The partial credit guarantee scheme launched three months ago by the center to increase the flow of funds to non banking financial companies remains a non-starter with risk-averse banks hesitating to take the lead and the NBFCs unsure of who would bear the cost, said three people familiar with the state of the scheme.
Lack of clarity on whether to treat the transactions between the banks and NBFCs as ‘securitisation’ deals or as ‘pass-through certificates’ (PTC) is also impending any movement, given that these have accounting implications. While ‘securitisation’ allows the entire profit to be booked upfront, in a PTC the profits must be booked over the tenor of the loan.
After the scheme was announced in July budget and rules framed in August, many proposals had been discussed between the operating agency – Small Industries Development Bank of India (SIDBI) – the commercial banks and NBFCs.
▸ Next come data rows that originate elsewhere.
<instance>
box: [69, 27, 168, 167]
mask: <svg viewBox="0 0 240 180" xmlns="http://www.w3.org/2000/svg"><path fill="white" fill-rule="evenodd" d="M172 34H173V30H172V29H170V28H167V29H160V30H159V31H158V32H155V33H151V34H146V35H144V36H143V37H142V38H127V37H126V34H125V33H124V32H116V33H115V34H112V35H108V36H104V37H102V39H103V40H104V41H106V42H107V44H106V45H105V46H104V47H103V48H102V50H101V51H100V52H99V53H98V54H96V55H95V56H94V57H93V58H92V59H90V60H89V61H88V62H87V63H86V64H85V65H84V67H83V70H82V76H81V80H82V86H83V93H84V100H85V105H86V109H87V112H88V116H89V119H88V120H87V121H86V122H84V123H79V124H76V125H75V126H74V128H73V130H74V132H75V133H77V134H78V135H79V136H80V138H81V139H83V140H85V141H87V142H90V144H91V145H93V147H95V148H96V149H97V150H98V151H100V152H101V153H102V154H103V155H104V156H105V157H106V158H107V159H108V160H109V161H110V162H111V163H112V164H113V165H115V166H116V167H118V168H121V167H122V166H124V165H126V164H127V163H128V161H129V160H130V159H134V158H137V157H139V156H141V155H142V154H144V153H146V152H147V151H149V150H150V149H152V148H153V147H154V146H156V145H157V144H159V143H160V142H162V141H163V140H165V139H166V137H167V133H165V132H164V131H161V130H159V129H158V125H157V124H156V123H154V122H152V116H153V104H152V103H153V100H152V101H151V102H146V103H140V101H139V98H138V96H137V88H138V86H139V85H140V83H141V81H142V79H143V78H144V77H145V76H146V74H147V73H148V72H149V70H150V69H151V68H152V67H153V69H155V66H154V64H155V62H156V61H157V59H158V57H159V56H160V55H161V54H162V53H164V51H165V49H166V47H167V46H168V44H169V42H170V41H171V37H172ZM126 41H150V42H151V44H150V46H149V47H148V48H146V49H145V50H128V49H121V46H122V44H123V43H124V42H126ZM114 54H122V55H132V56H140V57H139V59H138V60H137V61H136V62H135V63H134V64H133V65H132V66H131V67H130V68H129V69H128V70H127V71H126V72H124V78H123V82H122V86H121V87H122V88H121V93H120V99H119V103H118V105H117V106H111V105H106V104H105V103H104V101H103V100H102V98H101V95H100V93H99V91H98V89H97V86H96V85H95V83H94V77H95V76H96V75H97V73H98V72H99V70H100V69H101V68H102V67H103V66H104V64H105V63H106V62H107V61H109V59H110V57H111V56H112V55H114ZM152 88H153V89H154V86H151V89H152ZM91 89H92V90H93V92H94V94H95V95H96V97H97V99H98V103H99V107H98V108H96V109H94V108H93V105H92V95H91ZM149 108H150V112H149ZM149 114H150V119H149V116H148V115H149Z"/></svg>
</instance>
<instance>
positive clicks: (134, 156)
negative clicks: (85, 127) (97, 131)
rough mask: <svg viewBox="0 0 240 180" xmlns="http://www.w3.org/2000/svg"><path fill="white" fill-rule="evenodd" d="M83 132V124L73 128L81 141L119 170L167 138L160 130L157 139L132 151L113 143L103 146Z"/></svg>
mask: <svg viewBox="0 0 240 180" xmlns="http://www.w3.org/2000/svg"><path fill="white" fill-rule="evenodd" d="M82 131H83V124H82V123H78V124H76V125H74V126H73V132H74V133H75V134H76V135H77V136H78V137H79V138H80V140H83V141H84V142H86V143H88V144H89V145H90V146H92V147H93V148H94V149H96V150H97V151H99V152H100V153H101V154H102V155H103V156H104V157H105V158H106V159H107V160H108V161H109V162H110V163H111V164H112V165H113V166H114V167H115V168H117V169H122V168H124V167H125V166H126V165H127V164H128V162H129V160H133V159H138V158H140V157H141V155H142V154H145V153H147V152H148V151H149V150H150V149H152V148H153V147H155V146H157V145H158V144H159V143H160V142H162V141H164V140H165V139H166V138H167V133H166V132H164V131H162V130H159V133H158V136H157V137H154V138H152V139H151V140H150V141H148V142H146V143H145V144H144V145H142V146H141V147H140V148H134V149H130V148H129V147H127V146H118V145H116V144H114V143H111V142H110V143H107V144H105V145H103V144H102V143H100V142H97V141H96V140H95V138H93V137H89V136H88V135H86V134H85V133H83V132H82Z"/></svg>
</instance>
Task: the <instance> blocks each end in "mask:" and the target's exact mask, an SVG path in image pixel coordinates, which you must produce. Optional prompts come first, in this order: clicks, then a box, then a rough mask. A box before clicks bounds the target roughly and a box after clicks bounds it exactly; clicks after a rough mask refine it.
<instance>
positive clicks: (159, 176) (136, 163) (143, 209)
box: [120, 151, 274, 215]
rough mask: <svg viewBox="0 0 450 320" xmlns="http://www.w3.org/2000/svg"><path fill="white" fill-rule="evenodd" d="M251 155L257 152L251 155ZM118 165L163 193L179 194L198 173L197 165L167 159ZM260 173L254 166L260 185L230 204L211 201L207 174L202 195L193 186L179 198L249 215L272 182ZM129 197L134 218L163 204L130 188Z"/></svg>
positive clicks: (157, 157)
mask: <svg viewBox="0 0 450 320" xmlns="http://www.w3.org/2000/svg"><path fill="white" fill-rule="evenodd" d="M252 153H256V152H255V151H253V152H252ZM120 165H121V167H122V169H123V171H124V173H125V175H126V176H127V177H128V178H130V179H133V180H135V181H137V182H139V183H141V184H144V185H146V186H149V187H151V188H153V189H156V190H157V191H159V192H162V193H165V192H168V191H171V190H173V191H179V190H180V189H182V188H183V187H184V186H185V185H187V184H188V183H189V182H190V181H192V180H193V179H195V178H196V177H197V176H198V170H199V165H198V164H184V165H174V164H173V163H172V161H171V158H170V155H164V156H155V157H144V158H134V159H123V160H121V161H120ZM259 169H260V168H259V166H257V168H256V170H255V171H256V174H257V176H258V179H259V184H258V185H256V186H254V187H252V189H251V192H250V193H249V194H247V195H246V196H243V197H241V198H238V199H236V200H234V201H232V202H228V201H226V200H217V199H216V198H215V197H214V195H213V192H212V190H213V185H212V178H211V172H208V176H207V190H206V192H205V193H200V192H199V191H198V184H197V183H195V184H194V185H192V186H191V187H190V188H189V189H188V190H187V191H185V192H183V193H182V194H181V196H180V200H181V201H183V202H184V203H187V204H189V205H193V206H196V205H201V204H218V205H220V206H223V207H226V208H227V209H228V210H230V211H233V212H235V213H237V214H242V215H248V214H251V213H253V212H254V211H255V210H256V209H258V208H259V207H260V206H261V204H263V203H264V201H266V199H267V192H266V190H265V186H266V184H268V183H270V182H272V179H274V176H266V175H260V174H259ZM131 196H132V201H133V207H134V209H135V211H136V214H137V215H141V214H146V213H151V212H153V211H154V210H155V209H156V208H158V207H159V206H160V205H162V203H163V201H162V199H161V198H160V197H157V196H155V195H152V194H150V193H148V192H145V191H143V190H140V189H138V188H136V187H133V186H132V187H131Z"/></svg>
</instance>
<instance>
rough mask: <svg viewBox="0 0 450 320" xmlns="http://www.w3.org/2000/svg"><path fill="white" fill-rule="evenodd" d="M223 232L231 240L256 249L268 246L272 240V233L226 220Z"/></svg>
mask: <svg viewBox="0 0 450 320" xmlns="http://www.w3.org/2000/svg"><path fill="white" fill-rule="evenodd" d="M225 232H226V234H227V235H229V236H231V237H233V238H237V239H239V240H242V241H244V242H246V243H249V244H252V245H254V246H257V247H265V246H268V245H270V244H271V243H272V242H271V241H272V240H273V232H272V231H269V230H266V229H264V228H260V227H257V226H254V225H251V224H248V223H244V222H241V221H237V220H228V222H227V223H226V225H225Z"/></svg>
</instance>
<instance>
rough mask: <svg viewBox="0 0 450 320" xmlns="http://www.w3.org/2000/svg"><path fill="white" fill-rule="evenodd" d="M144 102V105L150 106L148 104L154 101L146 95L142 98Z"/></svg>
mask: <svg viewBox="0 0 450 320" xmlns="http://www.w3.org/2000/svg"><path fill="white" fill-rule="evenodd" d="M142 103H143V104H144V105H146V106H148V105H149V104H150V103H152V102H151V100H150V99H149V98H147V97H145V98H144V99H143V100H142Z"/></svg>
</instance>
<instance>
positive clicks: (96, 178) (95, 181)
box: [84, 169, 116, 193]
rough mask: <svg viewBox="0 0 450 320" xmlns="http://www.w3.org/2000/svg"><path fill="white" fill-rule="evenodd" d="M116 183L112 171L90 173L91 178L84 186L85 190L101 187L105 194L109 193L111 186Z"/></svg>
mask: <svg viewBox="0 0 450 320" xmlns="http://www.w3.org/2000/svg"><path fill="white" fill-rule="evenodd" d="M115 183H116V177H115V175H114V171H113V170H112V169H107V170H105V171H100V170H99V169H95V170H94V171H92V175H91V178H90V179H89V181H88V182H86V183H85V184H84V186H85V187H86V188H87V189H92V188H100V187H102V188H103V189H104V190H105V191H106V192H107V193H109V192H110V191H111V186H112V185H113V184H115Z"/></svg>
However, hardly any transaction had been finalised so far, said the sources.
“We haven’t done any deal,” said head of a state run bank. “The guarantee covers the risk of default for only the first two years. What if there’s a default after that?”
Industry players pointed out that most long-term loan encounter troubles much later.
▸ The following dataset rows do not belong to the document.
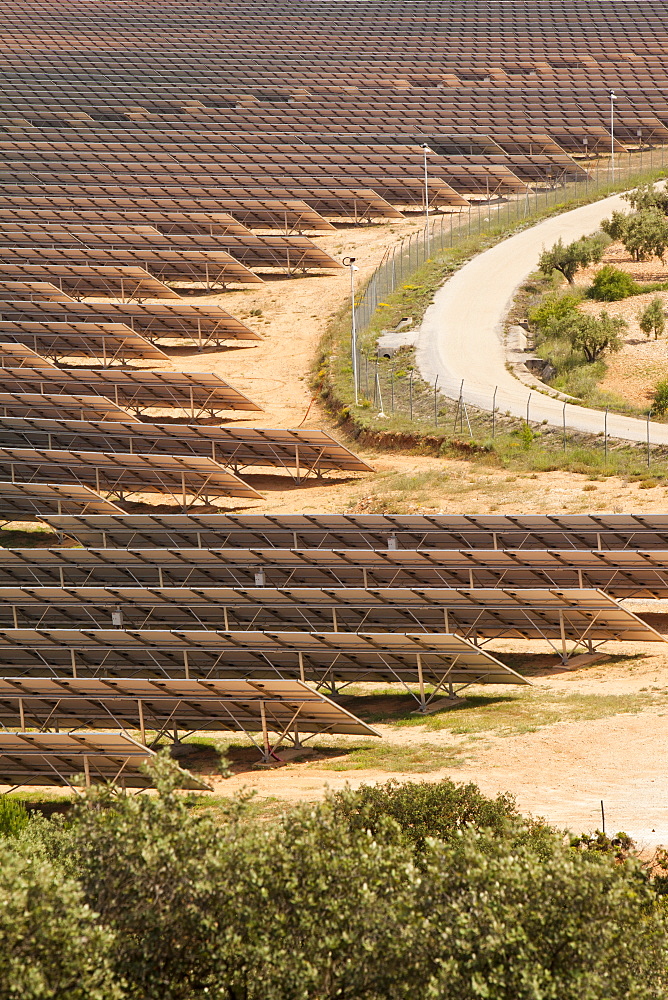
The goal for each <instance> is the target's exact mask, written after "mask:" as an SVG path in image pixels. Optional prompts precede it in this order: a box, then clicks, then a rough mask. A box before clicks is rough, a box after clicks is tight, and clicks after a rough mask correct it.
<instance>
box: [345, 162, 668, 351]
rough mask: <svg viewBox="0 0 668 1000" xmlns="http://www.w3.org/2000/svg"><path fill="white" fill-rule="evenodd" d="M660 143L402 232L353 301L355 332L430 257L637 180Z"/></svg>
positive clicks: (436, 219)
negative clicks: (438, 253) (424, 226)
mask: <svg viewBox="0 0 668 1000" xmlns="http://www.w3.org/2000/svg"><path fill="white" fill-rule="evenodd" d="M664 153H665V149H664V147H663V146H662V147H660V148H659V149H651V148H650V149H649V150H647V151H645V152H644V154H643V153H629V154H627V155H626V156H623V157H622V156H617V157H616V158H615V164H614V171H613V168H612V164H611V162H610V161H609V160H606V161H597V162H596V164H595V165H594V166H593V167H591V168H590V169H589V170H587V172H586V173H585V172H583V173H582V174H581V175H579V176H578V175H576V176H575V177H574V179H572V180H565V179H562V180H561V182H557V181H554V182H551V183H545V184H544V185H542V186H540V187H539V186H536V187H535V188H534V190H532V191H530V190H529V189H528V188H527V190H526V192H525V194H524V195H522V196H521V197H517V198H509V199H508V200H503V199H500V200H498V201H495V202H490V201H476V202H471V203H470V204H469V206H468V208H467V209H465V210H459V211H452V212H448V213H446V214H442V215H439V216H437V217H436V218H435V219H432V221H431V223H430V225H429V227H428V228H427V227H425V229H424V230H421V231H420V232H417V233H412V234H411V235H410V236H406V237H405V238H404V239H403V240H401V242H400V243H398V244H397V245H396V246H394V247H393V248H392V249H390V250H388V251H387V252H386V254H385V256H384V258H383V260H382V261H381V263H380V265H379V266H378V267H377V268H376V270H375V271H374V273H373V275H372V276H371V279H370V281H369V282H368V284H367V286H366V288H365V289H364V291H363V292H362V293H361V295H360V296H359V298H358V300H356V303H355V316H356V321H357V331H358V333H359V334H363V333H364V332H365V330H367V329H368V327H369V325H370V324H371V321H372V319H373V318H374V314H375V312H376V310H377V308H378V305H379V303H381V302H382V301H383V300H384V298H385V297H386V296H387V295H391V294H392V292H394V291H396V289H397V288H400V287H401V285H403V284H404V282H406V281H408V280H409V279H410V277H411V275H413V274H414V273H415V272H416V271H417V270H418V268H420V267H421V266H422V265H423V264H424V263H426V262H427V261H428V260H429V259H430V257H431V256H432V255H433V254H435V253H439V252H440V251H442V250H445V249H448V248H457V247H461V246H463V245H464V244H465V243H466V241H467V240H469V239H470V238H471V237H472V236H481V235H483V234H484V233H490V234H491V233H492V232H494V231H496V230H498V228H499V227H500V226H503V227H508V228H511V227H513V226H516V225H517V224H518V223H519V222H521V221H522V220H523V219H526V218H528V217H529V216H531V215H533V214H534V212H539V211H545V210H549V209H550V208H556V207H557V206H558V205H560V204H561V203H563V202H568V201H571V200H578V199H580V198H583V197H589V196H591V195H593V194H596V193H597V192H599V191H600V192H602V191H604V190H606V189H607V188H609V187H610V186H611V185H612V183H613V181H614V182H615V183H617V184H618V183H619V182H620V181H622V180H624V179H626V178H635V180H636V182H637V181H638V179H639V177H640V176H641V175H642V172H643V171H650V172H651V171H654V170H659V169H661V168H662V167H663V165H664Z"/></svg>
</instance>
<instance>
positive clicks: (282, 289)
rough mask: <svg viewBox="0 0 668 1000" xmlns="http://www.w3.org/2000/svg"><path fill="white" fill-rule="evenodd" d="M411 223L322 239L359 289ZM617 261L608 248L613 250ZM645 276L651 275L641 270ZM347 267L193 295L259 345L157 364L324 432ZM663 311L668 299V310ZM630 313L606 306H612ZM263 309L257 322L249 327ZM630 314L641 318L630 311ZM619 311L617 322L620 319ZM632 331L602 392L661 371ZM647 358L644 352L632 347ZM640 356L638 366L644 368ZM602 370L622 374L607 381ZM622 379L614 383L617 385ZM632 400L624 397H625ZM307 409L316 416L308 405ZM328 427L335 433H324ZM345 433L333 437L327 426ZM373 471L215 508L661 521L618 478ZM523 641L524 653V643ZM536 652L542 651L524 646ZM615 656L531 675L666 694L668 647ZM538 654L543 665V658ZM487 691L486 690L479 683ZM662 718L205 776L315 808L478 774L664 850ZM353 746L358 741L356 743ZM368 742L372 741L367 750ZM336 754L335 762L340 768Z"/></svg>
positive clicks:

The promoter of an NBFC said about Rs. 40,000 crore has been sanctioned by banks, but that very little has been disbursed.
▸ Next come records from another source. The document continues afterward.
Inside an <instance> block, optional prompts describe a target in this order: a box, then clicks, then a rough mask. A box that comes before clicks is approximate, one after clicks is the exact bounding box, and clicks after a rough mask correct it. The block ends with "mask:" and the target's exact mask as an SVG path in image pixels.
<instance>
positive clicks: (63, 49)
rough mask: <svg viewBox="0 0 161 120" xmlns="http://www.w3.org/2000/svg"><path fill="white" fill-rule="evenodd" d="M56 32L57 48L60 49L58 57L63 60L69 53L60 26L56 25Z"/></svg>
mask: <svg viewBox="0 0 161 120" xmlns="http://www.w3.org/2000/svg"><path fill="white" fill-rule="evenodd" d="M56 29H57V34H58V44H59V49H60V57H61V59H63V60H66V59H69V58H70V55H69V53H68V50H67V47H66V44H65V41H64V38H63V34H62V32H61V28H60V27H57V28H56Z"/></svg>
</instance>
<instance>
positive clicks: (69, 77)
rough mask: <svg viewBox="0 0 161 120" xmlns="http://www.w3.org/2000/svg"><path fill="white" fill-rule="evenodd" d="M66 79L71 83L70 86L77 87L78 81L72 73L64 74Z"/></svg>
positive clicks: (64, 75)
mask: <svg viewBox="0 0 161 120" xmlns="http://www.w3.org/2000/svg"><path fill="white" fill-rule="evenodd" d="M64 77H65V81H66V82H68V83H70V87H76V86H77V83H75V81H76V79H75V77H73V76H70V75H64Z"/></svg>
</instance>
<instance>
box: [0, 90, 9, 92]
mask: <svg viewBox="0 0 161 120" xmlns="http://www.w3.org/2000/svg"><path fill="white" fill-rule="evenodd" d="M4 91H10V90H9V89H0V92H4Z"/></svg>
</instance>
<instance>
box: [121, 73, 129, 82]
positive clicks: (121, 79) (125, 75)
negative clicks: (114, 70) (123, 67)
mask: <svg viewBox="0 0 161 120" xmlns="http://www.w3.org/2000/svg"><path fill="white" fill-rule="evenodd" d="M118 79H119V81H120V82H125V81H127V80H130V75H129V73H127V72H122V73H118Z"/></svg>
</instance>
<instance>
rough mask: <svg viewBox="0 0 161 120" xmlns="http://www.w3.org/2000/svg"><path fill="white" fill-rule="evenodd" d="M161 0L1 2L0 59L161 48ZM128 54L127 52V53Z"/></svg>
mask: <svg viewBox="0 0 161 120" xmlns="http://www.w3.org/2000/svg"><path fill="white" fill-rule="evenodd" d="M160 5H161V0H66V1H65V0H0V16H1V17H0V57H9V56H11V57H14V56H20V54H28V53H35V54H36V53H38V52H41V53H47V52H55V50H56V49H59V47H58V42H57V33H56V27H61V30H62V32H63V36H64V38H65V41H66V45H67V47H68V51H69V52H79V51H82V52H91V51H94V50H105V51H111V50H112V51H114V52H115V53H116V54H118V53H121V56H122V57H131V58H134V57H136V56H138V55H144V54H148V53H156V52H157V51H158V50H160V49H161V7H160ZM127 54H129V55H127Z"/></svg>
While the banks are lobbying that the premium for the guarantee must be paid by NBFC, the latter want banks to bear the cost. Nearly 0.25% of the loan amount has been paid as premium to avail the scheme.
The department of financial services had, on August 10, asked SIDBI to evaluate the proposals from banks and execute the guarantees. SIDBI was also asked to keep a record of transactions and determine headroom for guarantee, carry out carry out examination of claims and monitor recoveries in accounts for which guarantee has been executed, a senior SIDBI official said.
SIDBI has setup a separate vertical – the MSME Ecosystem Development and Coordination Vertical (MEDCV) – to implement the scheme. “A system of expeditious evaluation of proposals received from public sector banks has been put in place,” said the SIDBI official.
While the official claimed the scheme has been formally implemented from the date of issue of guidelines, NBFC executives denied any such development.
“We have not yet got any clarity on government guarantee part; SIDBI too is not fully clear about it. We think formal implementation has not been exercised,” said the head of the NBFC.
“There seems to be a fair amount of confusion, especially on who must pay the premium for guarantee and how it must be paid. And is take the 10% loss guarantee in its current form, it’s too expensive for banks to subscribe to,” said the CEO of a large NBFC. “While a few banks have given out sanctions so that it appears the wheels are moving, disbursals have not happened.”
Finance Minister Nirmala Sitharaman had on August 10 launched the Rs 1 lakh crore partial credit guarantee scheme, under which the public sector banks would buy high-rated pooled assets of financially sound NBFCs, including housing finance companies. The scheme was first announced in the July 5, and the rules were framed thereafter. Under the scheme, the government will provide a one-time, six month partial credit guarantee to public sector banks for the first loss of up to 10%.
The scheme came in the wake of tight liquidity conditions being faced by NBFCs after the collapse of Infrastructure Leasing & Financial Services last year and the mounting troubles of Dewan Housing Finance Corp Ltd. Many other financial companies were shunned by investors because of asset-liability mismatch.